The commute between Rawalpindi and Islamabad has been a constant factor in my life as far back as memory goes. While several roads have opened up now, in previous years one could only use Murree Road to get to Islamabad. I have many memories of sitting in the back of the old corolla as a kid, and counting the cars going by, or making fun of the antics of different drivers on the road. The traffic on Pakistan’s roads operates much like a symphony – onlookers can often be amazed at how everything manages to hold together. I always wondered why Murree Road never had anything in common with Murree (a British-era hill station in the Margallah Hills a few hours drive from Islamabad). Murree road was chaotic, choked with traffic, dusty, and noisy. Though it has improved since then, making it through the road used to take some perseverance in those years.
The most important reason for the congestion and clamour was the fact that the Road was lined with shops. Several kilometres of shops of all types – furniture, appliances, hardware, jewellery, restaurants, newspapers, halwais, cinemas, pharmacies – selling everything and anything. Shoppers thronged these stores from morning till midnight. Hawkers would yell out advertisements, people would jump off wagons as they would skid to a halt, and cars would suddenly swerve to the left-hand-side to let yet more shoppers out. The little hatchback suzuki mehrans and FXs were the worst, you could never predict their behaviour with certainty. As we would weave through the traffic, my father’s patience often being tested, I remember usually feeling appalled by how congested everything was. Most of the shops were built into the facade of old residential buildings, many from pre-partition days. Where ‘modernization’ and ‘progress’ hadn’t spoiled them already, beautiful facades containing old-style stone and woodwork would be visible. Most of these residential buildings were built closely together, not designed for vehicles to pass through. I remember wondering how in the world people managed to live that close, and how cumbersome it must be. In later years I found out that my father’s own family had started off living in one such housing housing colony, called ‘mohallah‘ in urdu along Murree Road. Perhaps it was these experiences that first fired in me a drive to observe and address the socioeconomic conditions that characterized the lives of most residents of cities like Rawalpindi.
Once one made it through the honking, yelling, and general shor sharaba (clamour) and got close to Kashmir Highway, Muree Road improved. Shop density decreased, and gave way to the Federal Agricultural University. Looking to the left as one approached Kashmir Highway (which led to Islamabad) one could see the University’s ground beyond its boundary wall. And before its boundary wall, as sure as the sun rises, sat Bashir fruitvala (Bashir the fruit-seller). At this point, my father would often say “I think we should get some fruit,” and wonder aloud whether good old Bashir had the season’s fresh stock in store. Depending upon how much time there was to go before we were due at our destination, the idea would elicit agreement or protest from my mother, seated firmly beside him on the passenger seat.
Bashir was not really a big believer in advertising. In fact, if you didnt already know he was there, you would probably pass by without noticing what was being sold! Which raises the question (a good one), of how we came to know about Bashir in the first place. Who knows. His fruit setup was simple.
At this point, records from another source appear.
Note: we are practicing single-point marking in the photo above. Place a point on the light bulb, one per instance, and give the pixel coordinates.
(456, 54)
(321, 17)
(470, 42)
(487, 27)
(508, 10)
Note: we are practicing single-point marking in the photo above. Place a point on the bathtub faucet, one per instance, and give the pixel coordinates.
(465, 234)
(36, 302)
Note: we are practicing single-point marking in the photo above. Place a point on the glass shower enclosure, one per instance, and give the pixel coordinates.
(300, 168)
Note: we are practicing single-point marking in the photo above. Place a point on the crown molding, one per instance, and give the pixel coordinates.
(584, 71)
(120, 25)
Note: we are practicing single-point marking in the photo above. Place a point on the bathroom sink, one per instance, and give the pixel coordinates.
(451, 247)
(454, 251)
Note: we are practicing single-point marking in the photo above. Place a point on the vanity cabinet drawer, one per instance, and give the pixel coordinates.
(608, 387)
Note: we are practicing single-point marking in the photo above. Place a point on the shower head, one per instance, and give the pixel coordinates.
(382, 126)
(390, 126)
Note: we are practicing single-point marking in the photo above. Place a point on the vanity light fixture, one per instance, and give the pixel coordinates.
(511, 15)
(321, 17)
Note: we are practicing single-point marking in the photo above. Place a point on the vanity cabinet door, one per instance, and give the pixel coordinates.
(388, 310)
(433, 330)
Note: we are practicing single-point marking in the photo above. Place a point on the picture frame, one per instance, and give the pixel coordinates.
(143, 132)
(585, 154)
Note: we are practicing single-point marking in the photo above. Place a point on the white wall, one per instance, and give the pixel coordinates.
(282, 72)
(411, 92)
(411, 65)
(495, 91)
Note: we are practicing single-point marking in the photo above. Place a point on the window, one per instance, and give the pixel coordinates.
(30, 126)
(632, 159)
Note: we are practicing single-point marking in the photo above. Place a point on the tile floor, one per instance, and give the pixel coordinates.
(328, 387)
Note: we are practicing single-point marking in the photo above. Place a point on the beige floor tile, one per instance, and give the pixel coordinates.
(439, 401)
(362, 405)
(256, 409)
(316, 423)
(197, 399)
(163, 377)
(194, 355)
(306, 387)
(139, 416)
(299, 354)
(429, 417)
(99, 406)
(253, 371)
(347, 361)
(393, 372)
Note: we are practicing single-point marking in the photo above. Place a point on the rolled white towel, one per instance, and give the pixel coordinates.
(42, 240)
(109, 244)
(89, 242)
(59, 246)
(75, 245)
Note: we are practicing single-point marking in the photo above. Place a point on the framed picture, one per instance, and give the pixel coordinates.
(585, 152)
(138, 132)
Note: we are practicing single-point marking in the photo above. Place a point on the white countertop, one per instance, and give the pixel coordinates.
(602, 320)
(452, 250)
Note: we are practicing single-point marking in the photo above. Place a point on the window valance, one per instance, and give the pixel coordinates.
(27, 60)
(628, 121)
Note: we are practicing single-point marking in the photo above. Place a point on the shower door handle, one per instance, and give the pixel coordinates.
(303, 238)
There was a dusty, tattered tent-cloth propped up on wooden sticks, about 25 yards in length. All along it, from the floor up, were set up wooden fruit cartons. These special fruit cartons are called petis, and they’re made out of thin strips of wood. Bashir would greet my father, and then walk him around, offering samples of different fruits along the way in case he was interested in browsing, or taking him straight to it in case he was interested in something specific. The selection process was rigorous. It depended upon a combination of colour, smell, taste of the sample, suppleness, and importantly, the part of Pakistan it had come from. Different combinations for different fruits. Nahin bhai, yeh tau kachha hay (this one isn’t ripe yet), one would hear my father say. With lavish criticism and careful praise, the process would go on, until the fruit was selected. Then came the price arguments. I never understood what the real value of any of the fruit was, or how one came to distinguish between a good and bad price for say, pomegranates. However, I could usually tell by my father’s expression who had won the battle of prices that day.
Off we would go then, with the fruit. If it wasn’t being taken for someone we were going to see, then I would have the immense joy of later ripping the wooden boards of the peti to reveal the day’s loot – cherries, guavas, pomegranates, mangoes, apples, pears, and apricots (depending upon the season) – carefully wrapped in old urdu newspapers.